Face à ce genre d'adversaires, vous déclarez "Nous sommes les vrais progressistes", clamez-vous à la fin de votre livre. N'est-ce pas difficile d'opposer ce termes à des mouvances qui semble l'avoir accaparé ?

Effectivement, il y a un problème en France, depuis que la gauche a abandonné un certain nombre de combats avec la disparition de la lutte des classes. Celle-ci a été remplacée par la lutte des races, des sexes, et par ce concept dominant/dominé, victime/bourreau. Le bourreau aujourd'hui, pour ces minorités activistes,c’est l'homme blanc hétérosexuel. Les victimes sont tous les autres. Les femmes victimes du patriarcat, les homosexuels victimes pendant longtemps de l'opprobre, les noirs du racisme, l'Islam de l'islamophobie etc.

La gauche, elle, a adopté cette vision multi-culturaliste et a fait un calcul électoral,tout comme les démocrates américains ont joué les minorités contre la majorité. Et la majorité c’était la classe moyenne blanche. Le résultat est qu'Hillary Clinton a été battue et Trump élu. Le résultat en France est que la gauche a explosé en vol. Parce que la majorité existe et ne veut pas se faire laminer. Et surtout elle ne veut pas qu'on considère qu'elle est coupable. Et c'est ici que vient la question de la repentance. Il faut que l'Histoire soit écrite par les historiens et non en fonction de l'air du temps. L'histoire n'est pas univoque.

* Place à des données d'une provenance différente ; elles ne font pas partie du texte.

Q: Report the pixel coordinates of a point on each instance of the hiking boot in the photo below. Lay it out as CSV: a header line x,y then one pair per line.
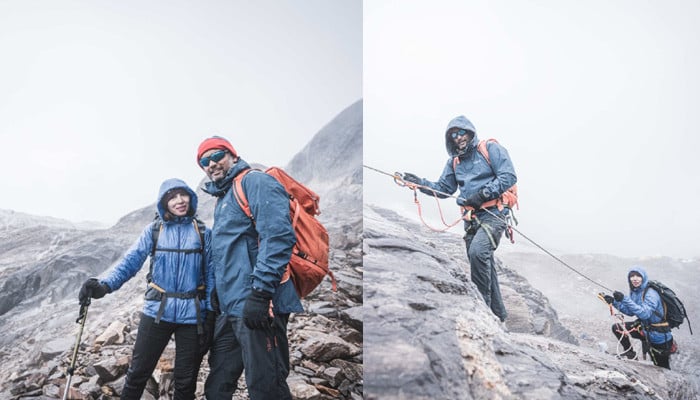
x,y
629,354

Chaque pays a ses drames, ses succès. Ce n'est ni tout blanc, ni tout noir. L'histoire n'est pas un dogme. Nous demandons à ce qu'on revienne dès lors à des débats raisonnables. Et que la raison l'emporte sur les émotions ou les anathèmes. Ces minorités se sont imposéesaux  politiques qui vont à la pêche aux voix et qui craignent les réseaux sociaux. Elles imposent leur vocabulaire, tel le langage inclusif. Et elles  proclament être pour le progrès. Mais le progrès, c'est de faire progresser toute l'humanité. Pas seulement permettre la GPA, la PMA, etc. Ou de considérer que faire l'amour avec des animaux est égal à l'amour humain.